O ponto de encontro foi uma casa abandonada junto ao mar. A travessia entre a Turquia e Lesbos estava planeada para começar à meia noite. Por volta das nove da noite começaram a chegar todos os que iriam tentar embarcar. Ao todo eram cerca de 30 pessoas. Para muitos não era a primeira vez que procuravam entrar na Europa. À hora marcada, o grupo saiu da casa, depois de verificar que não havia polícia por perto. Por volta da uma hora da manhã, o barco zarpou da costa turca com rota traçada a Lesbos. O mar estava com alguma ondulação, mas não demasiado perigoso. Por isso, a viagem foi feita sem grandes obstáculos.
Ao amanhecer, o grupo estava quase a chegar ao pé da costa grega quando um barco da Guarda Costeira Grega se aproximou. Desta vez, ao contrário do sucedido em outras ocasiões, o grupo conseguiu proteger-se numa zona com bastantes rochas. A maré baixa impediu o barco que os perseguia de continuar a avançar. Assim que avistaram o navio da Guarda Costeira, de fácil identificação devido ao seu tamanho, alguns começaram a gravar e outros começaram a contactar organizações que trabalham em missões de salvamento no Mediterrâneo.

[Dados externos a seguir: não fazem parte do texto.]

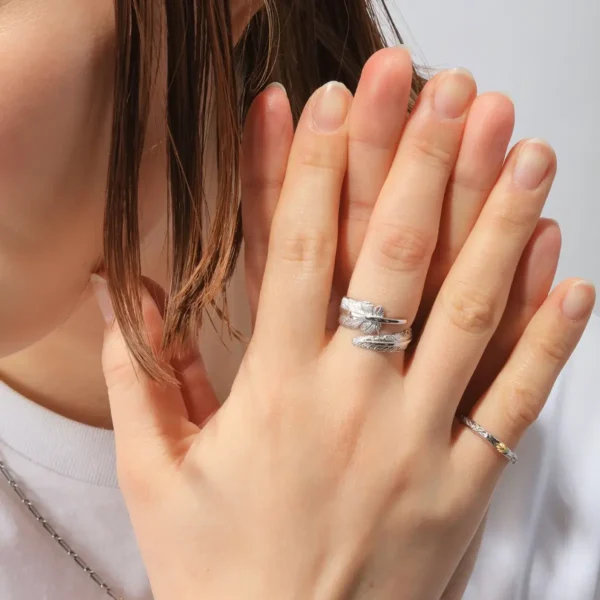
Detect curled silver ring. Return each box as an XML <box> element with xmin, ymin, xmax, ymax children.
<box><xmin>339</xmin><ymin>297</ymin><xmax>407</xmax><ymax>335</ymax></box>
<box><xmin>339</xmin><ymin>296</ymin><xmax>412</xmax><ymax>353</ymax></box>
<box><xmin>352</xmin><ymin>331</ymin><xmax>412</xmax><ymax>353</ymax></box>
<box><xmin>457</xmin><ymin>414</ymin><xmax>518</xmax><ymax>465</ymax></box>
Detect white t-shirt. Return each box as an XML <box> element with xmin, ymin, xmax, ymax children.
<box><xmin>465</xmin><ymin>312</ymin><xmax>600</xmax><ymax>600</ymax></box>
<box><xmin>0</xmin><ymin>315</ymin><xmax>599</xmax><ymax>600</ymax></box>
<box><xmin>0</xmin><ymin>393</ymin><xmax>151</xmax><ymax>599</ymax></box>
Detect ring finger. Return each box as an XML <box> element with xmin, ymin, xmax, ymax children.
<box><xmin>409</xmin><ymin>139</ymin><xmax>557</xmax><ymax>423</ymax></box>
<box><xmin>459</xmin><ymin>218</ymin><xmax>561</xmax><ymax>410</ymax></box>
<box><xmin>412</xmin><ymin>92</ymin><xmax>515</xmax><ymax>339</ymax></box>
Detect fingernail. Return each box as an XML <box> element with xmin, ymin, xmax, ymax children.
<box><xmin>266</xmin><ymin>81</ymin><xmax>287</xmax><ymax>96</ymax></box>
<box><xmin>91</xmin><ymin>274</ymin><xmax>115</xmax><ymax>325</ymax></box>
<box><xmin>513</xmin><ymin>139</ymin><xmax>553</xmax><ymax>190</ymax></box>
<box><xmin>311</xmin><ymin>81</ymin><xmax>351</xmax><ymax>133</ymax></box>
<box><xmin>561</xmin><ymin>281</ymin><xmax>596</xmax><ymax>321</ymax></box>
<box><xmin>433</xmin><ymin>68</ymin><xmax>475</xmax><ymax>119</ymax></box>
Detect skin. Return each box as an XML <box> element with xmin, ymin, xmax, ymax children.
<box><xmin>94</xmin><ymin>64</ymin><xmax>594</xmax><ymax>599</ymax></box>
<box><xmin>0</xmin><ymin>1</ymin><xmax>563</xmax><ymax>432</ymax></box>
<box><xmin>242</xmin><ymin>50</ymin><xmax>567</xmax><ymax>598</ymax></box>
<box><xmin>0</xmin><ymin>0</ymin><xmax>254</xmax><ymax>427</ymax></box>
<box><xmin>0</xmin><ymin>0</ymin><xmax>592</xmax><ymax>596</ymax></box>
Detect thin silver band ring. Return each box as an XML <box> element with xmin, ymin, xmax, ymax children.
<box><xmin>457</xmin><ymin>414</ymin><xmax>518</xmax><ymax>465</ymax></box>
<box><xmin>352</xmin><ymin>331</ymin><xmax>413</xmax><ymax>353</ymax></box>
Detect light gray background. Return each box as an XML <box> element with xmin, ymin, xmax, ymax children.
<box><xmin>390</xmin><ymin>0</ymin><xmax>600</xmax><ymax>313</ymax></box>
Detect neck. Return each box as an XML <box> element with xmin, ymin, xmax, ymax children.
<box><xmin>0</xmin><ymin>288</ymin><xmax>115</xmax><ymax>429</ymax></box>
<box><xmin>0</xmin><ymin>243</ymin><xmax>251</xmax><ymax>430</ymax></box>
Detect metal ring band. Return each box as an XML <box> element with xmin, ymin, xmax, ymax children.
<box><xmin>351</xmin><ymin>330</ymin><xmax>413</xmax><ymax>353</ymax></box>
<box><xmin>457</xmin><ymin>414</ymin><xmax>518</xmax><ymax>465</ymax></box>
<box><xmin>339</xmin><ymin>297</ymin><xmax>408</xmax><ymax>335</ymax></box>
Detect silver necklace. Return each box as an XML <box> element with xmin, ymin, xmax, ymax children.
<box><xmin>0</xmin><ymin>456</ymin><xmax>125</xmax><ymax>600</ymax></box>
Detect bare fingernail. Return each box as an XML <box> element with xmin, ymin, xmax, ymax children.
<box><xmin>311</xmin><ymin>81</ymin><xmax>351</xmax><ymax>133</ymax></box>
<box><xmin>91</xmin><ymin>274</ymin><xmax>115</xmax><ymax>325</ymax></box>
<box><xmin>266</xmin><ymin>81</ymin><xmax>287</xmax><ymax>96</ymax></box>
<box><xmin>396</xmin><ymin>43</ymin><xmax>412</xmax><ymax>56</ymax></box>
<box><xmin>433</xmin><ymin>68</ymin><xmax>475</xmax><ymax>119</ymax></box>
<box><xmin>561</xmin><ymin>281</ymin><xmax>596</xmax><ymax>321</ymax></box>
<box><xmin>513</xmin><ymin>139</ymin><xmax>554</xmax><ymax>190</ymax></box>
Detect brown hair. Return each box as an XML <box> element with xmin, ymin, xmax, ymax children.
<box><xmin>106</xmin><ymin>0</ymin><xmax>425</xmax><ymax>380</ymax></box>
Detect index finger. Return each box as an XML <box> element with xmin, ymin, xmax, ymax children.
<box><xmin>254</xmin><ymin>82</ymin><xmax>352</xmax><ymax>365</ymax></box>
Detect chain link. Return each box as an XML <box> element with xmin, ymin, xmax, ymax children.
<box><xmin>0</xmin><ymin>456</ymin><xmax>125</xmax><ymax>600</ymax></box>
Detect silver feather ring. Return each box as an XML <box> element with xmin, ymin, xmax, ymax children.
<box><xmin>339</xmin><ymin>296</ymin><xmax>412</xmax><ymax>353</ymax></box>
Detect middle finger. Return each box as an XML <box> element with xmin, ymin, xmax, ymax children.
<box><xmin>335</xmin><ymin>69</ymin><xmax>477</xmax><ymax>360</ymax></box>
<box><xmin>255</xmin><ymin>82</ymin><xmax>352</xmax><ymax>364</ymax></box>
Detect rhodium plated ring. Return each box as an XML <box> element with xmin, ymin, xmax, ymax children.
<box><xmin>351</xmin><ymin>331</ymin><xmax>413</xmax><ymax>353</ymax></box>
<box><xmin>339</xmin><ymin>296</ymin><xmax>412</xmax><ymax>353</ymax></box>
<box><xmin>339</xmin><ymin>297</ymin><xmax>408</xmax><ymax>335</ymax></box>
<box><xmin>457</xmin><ymin>414</ymin><xmax>518</xmax><ymax>465</ymax></box>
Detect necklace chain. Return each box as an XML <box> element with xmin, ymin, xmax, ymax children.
<box><xmin>0</xmin><ymin>456</ymin><xmax>124</xmax><ymax>600</ymax></box>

Mal chegaram a terra, esconderam-se numa zona arborizada. Estava escuro e a única luz que tinham era a das lanternas dos telemóveis. Alguns foram detidos pela Polícia Grega e ilegalmente devolvidos à Turquia, impedidos de requerer asilo em território da Grécia e da União Europeia. Os restantes escaparam. Depois de se manterem escondidos durante um dia, este grupo chegou finalmente ao campo de Moria a pé. À chegada, Layla, Armand, Sophie, Joseph, Jean, Marie e Thérèse foram registados por um agente da Frontex, agência da União Europeia na qual o Governo grego delegou esta responsabilidade em Lesbos. Todos, com exceção de Thérèse, ficaram identificados como adultos. Esperaram pelo processo de registo, com refugiados chegados em outros grupos, num espaço aberto.

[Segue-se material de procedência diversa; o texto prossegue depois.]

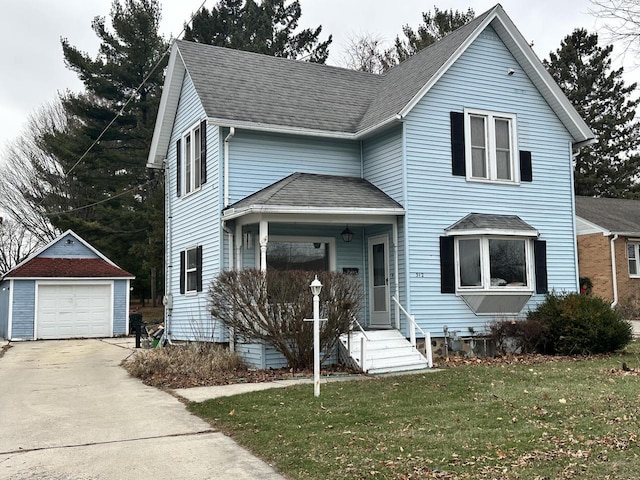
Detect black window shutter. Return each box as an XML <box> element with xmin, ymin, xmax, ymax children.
<box><xmin>176</xmin><ymin>139</ymin><xmax>182</xmax><ymax>197</ymax></box>
<box><xmin>450</xmin><ymin>112</ymin><xmax>466</xmax><ymax>176</ymax></box>
<box><xmin>196</xmin><ymin>245</ymin><xmax>203</xmax><ymax>292</ymax></box>
<box><xmin>200</xmin><ymin>120</ymin><xmax>207</xmax><ymax>184</ymax></box>
<box><xmin>520</xmin><ymin>151</ymin><xmax>532</xmax><ymax>182</ymax></box>
<box><xmin>534</xmin><ymin>240</ymin><xmax>548</xmax><ymax>294</ymax></box>
<box><xmin>179</xmin><ymin>250</ymin><xmax>185</xmax><ymax>294</ymax></box>
<box><xmin>440</xmin><ymin>236</ymin><xmax>456</xmax><ymax>293</ymax></box>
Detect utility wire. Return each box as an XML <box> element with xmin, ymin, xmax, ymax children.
<box><xmin>45</xmin><ymin>0</ymin><xmax>208</xmax><ymax>213</ymax></box>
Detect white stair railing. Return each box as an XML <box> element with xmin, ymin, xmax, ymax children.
<box><xmin>346</xmin><ymin>316</ymin><xmax>370</xmax><ymax>372</ymax></box>
<box><xmin>391</xmin><ymin>296</ymin><xmax>433</xmax><ymax>368</ymax></box>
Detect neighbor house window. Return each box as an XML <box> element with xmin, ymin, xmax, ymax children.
<box><xmin>183</xmin><ymin>122</ymin><xmax>202</xmax><ymax>195</ymax></box>
<box><xmin>456</xmin><ymin>237</ymin><xmax>531</xmax><ymax>290</ymax></box>
<box><xmin>465</xmin><ymin>109</ymin><xmax>517</xmax><ymax>183</ymax></box>
<box><xmin>180</xmin><ymin>246</ymin><xmax>202</xmax><ymax>294</ymax></box>
<box><xmin>628</xmin><ymin>242</ymin><xmax>640</xmax><ymax>277</ymax></box>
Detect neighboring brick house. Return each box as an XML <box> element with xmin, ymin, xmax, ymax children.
<box><xmin>575</xmin><ymin>196</ymin><xmax>640</xmax><ymax>315</ymax></box>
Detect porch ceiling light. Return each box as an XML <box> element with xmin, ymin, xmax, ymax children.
<box><xmin>341</xmin><ymin>226</ymin><xmax>354</xmax><ymax>243</ymax></box>
<box><xmin>310</xmin><ymin>275</ymin><xmax>323</xmax><ymax>296</ymax></box>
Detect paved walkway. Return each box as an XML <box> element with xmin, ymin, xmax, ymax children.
<box><xmin>0</xmin><ymin>338</ymin><xmax>283</xmax><ymax>480</ymax></box>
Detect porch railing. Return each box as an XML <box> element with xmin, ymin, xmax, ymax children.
<box><xmin>346</xmin><ymin>316</ymin><xmax>370</xmax><ymax>372</ymax></box>
<box><xmin>391</xmin><ymin>296</ymin><xmax>433</xmax><ymax>368</ymax></box>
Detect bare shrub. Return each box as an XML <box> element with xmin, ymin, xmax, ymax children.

Efectuado o registo, foram encaminhados para os locais onde deveriam ficar até os seus processos de asilo estarem concluídos. Layla e Sophie foram remetidas para a zona das mulheres solteiras – uma zona um pouco mais protegida. Armand foi colado na grande grande tenda dos homens desacompanhados – a sua idade foi ignorada. Jean, Marie e Thérèse foram encaminhados para um local onde poderiam montar uma tenda familiar. Ficaram já fora dos limites do campo oficial. Por ser oriundo de um país classificado como “seguro”, Joseph foi preso.

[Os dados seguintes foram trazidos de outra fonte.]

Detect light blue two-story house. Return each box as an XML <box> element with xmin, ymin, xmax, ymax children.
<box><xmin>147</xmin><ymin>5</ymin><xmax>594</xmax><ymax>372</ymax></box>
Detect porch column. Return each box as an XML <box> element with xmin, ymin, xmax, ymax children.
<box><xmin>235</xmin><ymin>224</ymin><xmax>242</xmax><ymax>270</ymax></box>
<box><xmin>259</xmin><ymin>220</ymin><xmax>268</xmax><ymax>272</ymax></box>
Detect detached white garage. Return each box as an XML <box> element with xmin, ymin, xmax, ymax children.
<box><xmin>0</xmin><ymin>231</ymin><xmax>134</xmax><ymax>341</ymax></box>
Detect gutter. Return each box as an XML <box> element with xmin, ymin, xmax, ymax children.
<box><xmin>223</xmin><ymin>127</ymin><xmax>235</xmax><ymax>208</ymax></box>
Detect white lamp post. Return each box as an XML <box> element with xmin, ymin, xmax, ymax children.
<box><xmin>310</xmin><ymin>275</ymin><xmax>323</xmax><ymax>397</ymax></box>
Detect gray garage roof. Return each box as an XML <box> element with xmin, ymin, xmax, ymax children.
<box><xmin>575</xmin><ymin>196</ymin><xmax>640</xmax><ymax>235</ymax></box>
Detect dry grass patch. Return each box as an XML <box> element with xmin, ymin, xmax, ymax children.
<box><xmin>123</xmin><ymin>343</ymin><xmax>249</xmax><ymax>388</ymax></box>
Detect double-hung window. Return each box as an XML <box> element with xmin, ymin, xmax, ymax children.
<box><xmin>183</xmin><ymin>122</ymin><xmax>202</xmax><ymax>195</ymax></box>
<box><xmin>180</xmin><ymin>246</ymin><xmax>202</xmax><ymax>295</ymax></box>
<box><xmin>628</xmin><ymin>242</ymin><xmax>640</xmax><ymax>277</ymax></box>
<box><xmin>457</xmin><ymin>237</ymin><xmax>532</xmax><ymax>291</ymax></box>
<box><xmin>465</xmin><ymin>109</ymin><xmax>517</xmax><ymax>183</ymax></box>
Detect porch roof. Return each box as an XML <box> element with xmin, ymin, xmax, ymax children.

No início de Janeiro de 2020, as sete pessoas integrantes deste grupo de requerentes de asilo viram as suas entrevistas de asilo ser remarcadas para 2021 em decorrência da entrada em vigor da Lei nª 4636, de 1 de Novembro de 2019, que deu prioridade ao processamento dos pedidos de asilo de pessoas que chegaram à Grécia a partir do início de 2020. Tal como muitos outros refugiados que entraram em território da UE antes de Janeiro de 2020, ficaram bloqueados numa espécie de limbo.
Vinham todos com a expectativa de que assim que chegassem à Europa estariam num local seguro, em espaços dignos. Contavam poder começar rapidamente a reconstruir as suas vidas. Contudo, essa esperança foi diminuindo. Todos foram obrigados a perceber que o caminho, a existir, iria ser longo. Demasiado longo.